Mr. Chairman and members of the committee, thank you for inviting me here today to comment on commercial applications of unmanned aircraft for small businesses. My name is Eli Dourado and I am a research fellow at the Mercatus Center at George Mason University, where I study the regulation of emerging technologies and direct Mercatus’s Technology Policy Program.
Permissionless Innovation in Airspace
We are at an exciting point in the history of unmanned aircraft. I think of drones as occupying a similar position now as the Internet did in the late 1980s. As members of this committee know, until 1989, use of the Internet for commercial purposes was generally prohibited. The removal of that prohibition resulted in an explosion of innovation, much of it completely unanticipated, that has persisted until today.
As with the Internet in 1989, commercial use of drones is highly restricted, but will soon become generally available. And as with the Internet in 1989, we have only the vaguest idea of how drones will be used in daily life in the future.

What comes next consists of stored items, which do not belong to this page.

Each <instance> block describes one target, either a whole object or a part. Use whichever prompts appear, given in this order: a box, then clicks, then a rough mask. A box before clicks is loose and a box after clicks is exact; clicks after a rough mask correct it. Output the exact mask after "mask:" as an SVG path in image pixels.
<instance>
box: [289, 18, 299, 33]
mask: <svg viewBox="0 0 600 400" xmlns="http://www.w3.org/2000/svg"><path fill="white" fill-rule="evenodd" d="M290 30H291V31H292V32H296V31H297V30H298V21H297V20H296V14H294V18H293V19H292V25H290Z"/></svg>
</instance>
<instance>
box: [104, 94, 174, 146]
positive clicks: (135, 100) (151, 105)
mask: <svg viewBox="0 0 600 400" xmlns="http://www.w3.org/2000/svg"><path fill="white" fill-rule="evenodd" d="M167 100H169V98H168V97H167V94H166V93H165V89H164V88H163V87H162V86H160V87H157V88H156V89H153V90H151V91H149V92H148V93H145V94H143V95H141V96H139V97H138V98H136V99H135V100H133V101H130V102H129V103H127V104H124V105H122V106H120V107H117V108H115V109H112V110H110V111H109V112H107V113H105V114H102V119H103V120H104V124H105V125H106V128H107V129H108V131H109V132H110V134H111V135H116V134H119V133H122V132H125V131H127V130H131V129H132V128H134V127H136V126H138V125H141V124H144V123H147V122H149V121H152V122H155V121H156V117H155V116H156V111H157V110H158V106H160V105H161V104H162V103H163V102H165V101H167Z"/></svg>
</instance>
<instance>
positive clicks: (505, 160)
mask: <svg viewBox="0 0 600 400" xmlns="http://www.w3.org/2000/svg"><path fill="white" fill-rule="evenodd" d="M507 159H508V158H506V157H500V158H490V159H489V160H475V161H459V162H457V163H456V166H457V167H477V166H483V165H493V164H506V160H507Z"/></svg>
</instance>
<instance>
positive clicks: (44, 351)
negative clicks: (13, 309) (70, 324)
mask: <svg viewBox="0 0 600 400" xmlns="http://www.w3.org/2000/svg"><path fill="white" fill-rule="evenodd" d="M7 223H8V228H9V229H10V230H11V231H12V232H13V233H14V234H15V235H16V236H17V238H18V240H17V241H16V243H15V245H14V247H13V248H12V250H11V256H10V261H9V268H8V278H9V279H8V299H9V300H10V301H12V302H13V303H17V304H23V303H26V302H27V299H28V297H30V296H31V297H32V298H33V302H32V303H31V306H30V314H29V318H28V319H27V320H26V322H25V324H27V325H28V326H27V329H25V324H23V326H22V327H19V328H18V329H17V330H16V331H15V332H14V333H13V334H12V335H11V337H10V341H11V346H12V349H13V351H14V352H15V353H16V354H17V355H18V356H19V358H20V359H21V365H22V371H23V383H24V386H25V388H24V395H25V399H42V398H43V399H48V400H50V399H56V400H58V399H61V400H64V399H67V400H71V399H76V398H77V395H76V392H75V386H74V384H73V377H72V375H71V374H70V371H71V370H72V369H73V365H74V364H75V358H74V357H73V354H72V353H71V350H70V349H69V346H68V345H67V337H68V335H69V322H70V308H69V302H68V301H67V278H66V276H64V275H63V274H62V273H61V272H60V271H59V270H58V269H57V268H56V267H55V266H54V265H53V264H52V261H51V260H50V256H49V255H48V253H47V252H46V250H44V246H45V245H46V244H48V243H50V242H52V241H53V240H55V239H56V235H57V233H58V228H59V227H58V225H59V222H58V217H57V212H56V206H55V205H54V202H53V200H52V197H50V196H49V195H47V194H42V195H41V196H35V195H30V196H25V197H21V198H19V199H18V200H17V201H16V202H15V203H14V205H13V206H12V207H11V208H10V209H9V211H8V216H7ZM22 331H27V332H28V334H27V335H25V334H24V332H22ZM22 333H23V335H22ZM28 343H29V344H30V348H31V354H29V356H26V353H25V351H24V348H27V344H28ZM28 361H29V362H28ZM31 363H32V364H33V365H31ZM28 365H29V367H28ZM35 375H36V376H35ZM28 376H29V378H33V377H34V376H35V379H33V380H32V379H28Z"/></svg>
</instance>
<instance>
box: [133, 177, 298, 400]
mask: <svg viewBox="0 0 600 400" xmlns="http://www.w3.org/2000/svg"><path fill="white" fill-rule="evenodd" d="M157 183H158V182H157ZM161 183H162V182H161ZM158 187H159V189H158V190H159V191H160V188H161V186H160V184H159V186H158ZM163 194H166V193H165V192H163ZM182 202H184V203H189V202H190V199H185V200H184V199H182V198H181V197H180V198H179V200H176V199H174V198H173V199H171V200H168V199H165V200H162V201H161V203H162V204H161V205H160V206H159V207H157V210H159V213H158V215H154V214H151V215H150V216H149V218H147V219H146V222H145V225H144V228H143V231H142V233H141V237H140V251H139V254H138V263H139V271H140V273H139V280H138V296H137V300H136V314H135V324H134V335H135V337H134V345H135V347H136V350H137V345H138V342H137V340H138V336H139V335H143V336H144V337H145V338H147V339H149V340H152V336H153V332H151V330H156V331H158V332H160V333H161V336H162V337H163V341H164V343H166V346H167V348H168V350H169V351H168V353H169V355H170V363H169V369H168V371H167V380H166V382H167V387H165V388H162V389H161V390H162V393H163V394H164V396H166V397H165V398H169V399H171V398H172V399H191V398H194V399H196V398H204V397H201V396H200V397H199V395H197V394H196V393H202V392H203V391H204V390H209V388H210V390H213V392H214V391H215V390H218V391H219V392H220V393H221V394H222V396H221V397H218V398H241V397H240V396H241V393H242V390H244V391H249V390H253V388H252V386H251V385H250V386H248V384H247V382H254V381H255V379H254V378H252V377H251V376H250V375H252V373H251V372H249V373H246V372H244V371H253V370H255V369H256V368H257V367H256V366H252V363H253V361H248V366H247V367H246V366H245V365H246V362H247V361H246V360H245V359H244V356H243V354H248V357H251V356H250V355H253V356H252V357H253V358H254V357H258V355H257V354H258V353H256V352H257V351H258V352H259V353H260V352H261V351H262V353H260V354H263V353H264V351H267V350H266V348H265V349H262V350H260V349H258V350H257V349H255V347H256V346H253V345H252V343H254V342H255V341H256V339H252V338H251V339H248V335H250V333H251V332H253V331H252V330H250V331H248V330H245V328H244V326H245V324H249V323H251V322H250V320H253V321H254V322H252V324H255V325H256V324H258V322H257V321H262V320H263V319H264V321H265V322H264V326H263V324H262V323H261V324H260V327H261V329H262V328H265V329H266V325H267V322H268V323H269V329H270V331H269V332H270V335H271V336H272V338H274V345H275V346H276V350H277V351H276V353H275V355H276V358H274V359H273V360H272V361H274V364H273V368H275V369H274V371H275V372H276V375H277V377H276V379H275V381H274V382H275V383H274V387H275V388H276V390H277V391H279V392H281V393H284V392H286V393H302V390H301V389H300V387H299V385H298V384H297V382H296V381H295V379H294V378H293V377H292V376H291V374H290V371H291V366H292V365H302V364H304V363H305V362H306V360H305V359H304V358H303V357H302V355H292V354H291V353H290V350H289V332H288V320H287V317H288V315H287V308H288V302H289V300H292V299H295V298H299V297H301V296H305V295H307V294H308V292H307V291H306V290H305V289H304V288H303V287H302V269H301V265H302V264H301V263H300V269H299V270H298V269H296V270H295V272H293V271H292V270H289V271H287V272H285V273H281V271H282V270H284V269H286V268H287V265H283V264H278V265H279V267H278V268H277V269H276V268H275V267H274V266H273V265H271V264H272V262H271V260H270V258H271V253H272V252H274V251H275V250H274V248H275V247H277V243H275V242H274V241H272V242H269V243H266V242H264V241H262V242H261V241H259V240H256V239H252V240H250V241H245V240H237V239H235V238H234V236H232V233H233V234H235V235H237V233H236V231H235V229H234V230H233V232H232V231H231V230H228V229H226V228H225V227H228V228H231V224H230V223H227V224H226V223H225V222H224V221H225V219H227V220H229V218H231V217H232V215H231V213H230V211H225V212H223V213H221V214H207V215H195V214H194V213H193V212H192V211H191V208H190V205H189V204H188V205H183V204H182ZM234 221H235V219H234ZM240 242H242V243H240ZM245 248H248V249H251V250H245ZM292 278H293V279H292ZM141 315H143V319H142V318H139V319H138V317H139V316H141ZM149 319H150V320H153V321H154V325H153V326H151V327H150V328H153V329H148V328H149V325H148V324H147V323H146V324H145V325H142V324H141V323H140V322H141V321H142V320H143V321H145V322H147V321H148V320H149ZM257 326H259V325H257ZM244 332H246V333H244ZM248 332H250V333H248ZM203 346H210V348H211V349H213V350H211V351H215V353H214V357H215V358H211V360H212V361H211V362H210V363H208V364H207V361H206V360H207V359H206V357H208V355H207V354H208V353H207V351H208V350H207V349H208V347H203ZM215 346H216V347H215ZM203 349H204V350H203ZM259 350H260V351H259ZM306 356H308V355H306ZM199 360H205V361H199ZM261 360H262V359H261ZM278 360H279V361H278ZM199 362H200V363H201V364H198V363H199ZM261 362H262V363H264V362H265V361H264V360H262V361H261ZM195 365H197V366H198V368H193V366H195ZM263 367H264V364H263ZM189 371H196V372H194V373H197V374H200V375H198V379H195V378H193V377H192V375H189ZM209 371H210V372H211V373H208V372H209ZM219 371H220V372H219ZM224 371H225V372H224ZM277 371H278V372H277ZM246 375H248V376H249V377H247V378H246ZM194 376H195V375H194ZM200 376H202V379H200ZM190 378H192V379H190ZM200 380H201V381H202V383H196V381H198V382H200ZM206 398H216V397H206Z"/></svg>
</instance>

That vague picture does include some applications that we already understand: using drones for photography and inspecting equipment, for evaluating the health of crops, for transporting goods with a high value-to-weight ratio. The improvements in logistics generated by unmanned aircraft will allow new business models, doing for local and small businesses what the shipping container and services like UPS and FedEx did for global trade.
But I want to stress that what are likely to be the most important applications of unmanned aerial systems remain unknown, just as the most important Internet applications were unknown when the Internet first became commercialized.
We must, to the maximum extent possible, treat airspace with a very light regulatory touch. A regime of “permissionless innovation,” in which there is a default position of “innovation allowed,” will allow us to reap the greatest gains from unmanned systems. I urge every member of this committee to set aside the fearmongering that accompanies every new technology and embrace the possibilities for innovation and economic growth that commercial drones provide.
Commercial Drones Are Not Dangerous
To be sure, permissionless innovation is a much more controversial proposition for the physical world of commercial drones than for abstract information on the Internet. What if a drone collides with a passenger jet and takes down everybody on board?
Fortunately, the best evidence shows that commercial drones do not pose a serious risk to the airspace. To evaluate the danger that drones might pose to traditional aviation, my Mercatus colleague Sam Hammond and I examined 25 years’ worth of wildlife strike data from the FAA. This dataset provides an excellent lens through which to view the possible danger that drones create for other aircraft.
US national airspace is home to an estimated 10 billion birds, and the FAA has recorded over 160,000 wildlife strikes since 1990. Of those 160,000, only 12 strikes have resulted in human fatalities. And of those 12, only one incident involved a commercial flight—and that involved not a bird, but a pair of white-tailed deer loitering on a runway.
We estimate that a drone is likely to collide with other aircraft about once every 374,000 years of continuous operation. And using statistical analysis on the risk that birds of different weight pose to humans onboard aircraft, we estimate that a 2kg (4.4 pound) drone will cause an injury to a human passenger every 187 million years of operation. This is well within the realm of acceptable risk.
Proposed Drone Regulations Remain Unduly Restrictive
Given that drones pose little risk to the airspace, the FAA’s proposed drone regulations do not adequately protect the need for experimentation and innovation.
For example, in its proposed regulations, the FAA does not allow drones to carry external loads. This means that operators may be prohibited from delivering items that do not fit within the drone’s fuselage.
The FAA does not allow operators to exercise their see-and-avoid responsibilities through technological means, such as onboard cameras. This limits drone operations to the operator’s line of sight, which will needlessly cripple drones’ ability to operate over longer distances.
The FAA will not allow drones to operate outside the hours of sunrise and sunset. There are numerous possible drone applications that might benefit from nighttime operation. For example, consider the use of thermal imaging in a search-and-rescue operation. This would be more useful at night, when the ambient temperature is most different from human body temperature.
The FAA has said that no one will be allowed to transport property for compensation via drone without filing for an air carrier operating certificate. This may be prohibitively expensive for companies that wish to create small, local delivery services using drones.
The FAA has proposed a “one drone per operator” rule, essentially rejecting the idea that onboard computers might be used to pilot drones in general, with a human operator ready to intervene if any one of, say, a dozen drones encounters an unexpected situation. This rule drastically raises the cost for small businesses of operating multiple drones.
Finally, the FAA has so far prohibited drone operation over populated areas. Some of the most promising applications of drones, such as local delivery services that improve the logistical capabilities of small businesses, may only make sense in populated areas. This prohibition will simply rule out those business opportunities.
As this committee considers how best to prepare for a future in which drones create new opportunities for small business, I urge you to insist upon a light-touch regulatory environment for commercial drones. Thank you for your interest in this issue and for the opportunity to testify.